The good news is that CSR that delivers a positive outcome, rather than only reducing harm, gives the MNC’s a genuine story that will resonate in the local environment. This study’s most encouraging finding is that if a company communicates the good it is doing, it will face no discrimination in local people’s eyes. Nationality only has an effect if the company inadvertently draws attention to any damage they cause by publicising their harm-reduction activity. 

 

Therefore companies need to emphasise positives: their communications strategies should not highlight mitigation of negatives.

 

Quietly do less harm

 

This does not mean they should cease harm-reduction strategies.

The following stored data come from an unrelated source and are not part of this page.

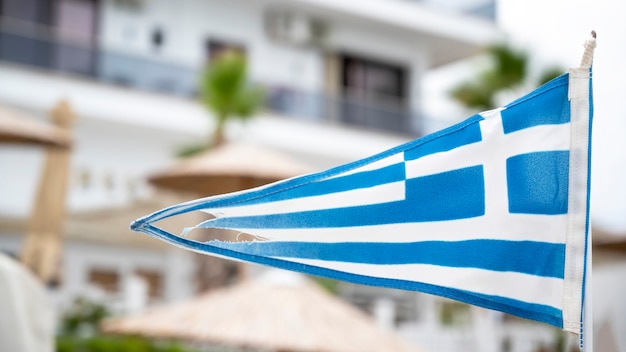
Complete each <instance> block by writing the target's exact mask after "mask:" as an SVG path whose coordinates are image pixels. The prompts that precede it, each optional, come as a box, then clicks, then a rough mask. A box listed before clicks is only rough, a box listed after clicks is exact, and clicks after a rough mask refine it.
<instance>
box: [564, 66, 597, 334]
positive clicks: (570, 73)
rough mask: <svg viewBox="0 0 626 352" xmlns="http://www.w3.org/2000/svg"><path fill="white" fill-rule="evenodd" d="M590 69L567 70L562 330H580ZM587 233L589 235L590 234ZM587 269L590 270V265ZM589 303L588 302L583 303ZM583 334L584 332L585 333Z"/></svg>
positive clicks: (587, 205)
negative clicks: (565, 231)
mask: <svg viewBox="0 0 626 352" xmlns="http://www.w3.org/2000/svg"><path fill="white" fill-rule="evenodd" d="M589 84H590V81H589V68H576V69H570V76H569V92H568V95H569V98H570V110H571V117H570V118H571V121H572V122H571V125H572V149H571V151H570V164H569V165H570V170H569V176H570V177H569V186H568V187H569V189H570V191H569V199H568V213H569V214H570V218H569V223H568V228H567V247H566V251H565V294H564V301H565V303H564V308H563V329H564V330H566V331H570V332H573V333H580V332H581V329H580V326H581V325H580V324H581V319H580V318H581V311H582V305H583V301H582V292H583V288H584V287H583V274H584V272H585V268H584V265H585V240H586V241H588V244H589V245H591V238H588V239H586V238H585V234H586V233H587V231H590V229H588V228H587V216H588V214H587V207H588V204H587V192H588V190H587V181H588V180H587V172H588V168H589V165H588V159H587V155H588V152H589V132H590V131H589V118H590V116H589V108H590V106H589V104H590V101H589ZM588 236H591V234H590V233H589V234H588ZM586 270H589V271H591V267H588V268H587V269H586ZM585 303H589V304H590V302H585ZM585 334H586V332H585Z"/></svg>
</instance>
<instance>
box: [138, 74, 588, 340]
mask: <svg viewBox="0 0 626 352" xmlns="http://www.w3.org/2000/svg"><path fill="white" fill-rule="evenodd" d="M590 76H591V70H590V68H588V67H587V68H578V69H572V70H570V71H569V72H568V73H566V74H564V75H562V76H560V77H558V78H556V79H554V80H552V81H550V82H549V83H547V84H545V85H544V86H542V87H540V88H538V89H537V90H535V91H533V92H532V93H530V94H528V95H527V96H524V97H523V98H521V99H518V100H516V101H514V102H512V103H510V104H508V105H506V106H504V107H502V108H498V109H495V110H491V111H487V112H484V113H481V114H478V115H475V116H473V117H471V118H469V119H468V120H466V121H464V122H461V123H459V124H457V125H455V126H452V127H450V128H447V129H444V130H442V131H439V132H437V133H434V134H431V135H428V136H425V137H423V138H419V139H417V140H414V141H411V142H409V143H407V144H404V145H401V146H398V147H396V148H393V149H390V150H388V151H385V152H383V153H380V154H378V155H374V156H371V157H368V158H365V159H363V160H359V161H356V162H353V163H349V164H346V165H343V166H339V167H336V168H333V169H330V170H327V171H323V172H319V173H313V174H308V175H305V176H301V177H296V178H292V179H288V180H285V181H281V182H277V183H274V184H270V185H267V186H262V187H259V188H254V189H250V190H246V191H241V192H236V193H231V194H225V195H219V196H214V197H209V198H204V199H199V200H196V201H192V202H188V203H183V204H180V205H175V206H172V207H169V208H166V209H163V210H161V211H158V212H156V213H154V214H151V215H149V216H146V217H144V218H141V219H139V220H137V221H136V222H134V223H133V224H132V228H133V229H134V230H137V231H142V232H145V233H147V234H149V235H152V236H155V237H157V238H160V239H162V240H165V241H167V242H170V243H172V244H174V245H177V246H180V247H183V248H187V249H190V250H193V251H197V252H201V253H206V254H211V255H216V256H221V257H228V258H233V259H237V260H242V261H246V262H252V263H259V264H265V265H269V266H273V267H278V268H284V269H289V270H295V271H300V272H304V273H308V274H313V275H318V276H325V277H329V278H333V279H339V280H344V281H349V282H354V283H360V284H367V285H375V286H384V287H391V288H399V289H407V290H416V291H421V292H426V293H430V294H435V295H440V296H444V297H448V298H452V299H455V300H459V301H462V302H467V303H470V304H473V305H477V306H481V307H486V308H491V309H496V310H499V311H503V312H507V313H510V314H513V315H517V316H520V317H524V318H529V319H534V320H537V321H541V322H545V323H548V324H552V325H555V326H557V327H561V328H563V329H565V330H567V331H571V332H574V333H579V332H580V330H581V314H582V311H581V307H582V300H583V288H584V277H585V255H586V252H585V251H586V246H587V245H588V243H589V241H588V240H587V239H588V229H589V216H588V214H589V212H588V209H589V166H590V165H589V164H590V133H591V115H592V114H591V111H592V107H591V78H590ZM198 210H201V211H205V212H208V213H210V214H212V215H214V216H215V218H213V219H211V220H208V221H205V222H203V223H201V224H199V225H197V227H202V228H220V229H222V228H224V229H232V230H236V231H239V232H242V233H246V234H250V235H252V236H253V238H255V240H253V241H246V242H226V241H218V240H211V241H208V242H198V241H194V240H191V239H187V238H185V236H184V235H174V234H171V233H168V232H166V231H164V230H161V229H159V228H157V227H156V226H154V225H153V223H154V222H156V221H159V220H161V219H164V218H168V217H171V216H175V215H179V214H182V213H187V212H192V211H198Z"/></svg>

It means rather that they need to make an additional effort in terms of providing positive benefits to the communities in which they operate. These benefits could be educational, artistic, sporting or related to health and well-being.

 

However, these positive CSR activities can be seen as a cynical public relations exercise by local communities who attribute negative motives to foreign organisations. So it is important to produce strong evidence that the activity does genuine good. The study also shows that MNCs who are operating under some sort of constraint may also be judged less harshly

 

For example, one MNC was able to explain that it was opening for business in North Carolina because the state government wanted to create jobs. This made it much harder for local people to cling to the straightforward attribution of a selfish motive to the company concerned.

 

By engaging in positive CSR activities, MNCs can proactively change local people’s view of their motivation without needing to wait for external constraints to be applied.

 

Once people realise that firms are not acting purely for their shareholders, which most of them are not, then their view should moderate. Doing good – delivering positive benefits to local people – is perhaps the single most visible and tangible way for a business to demonstrate this fact.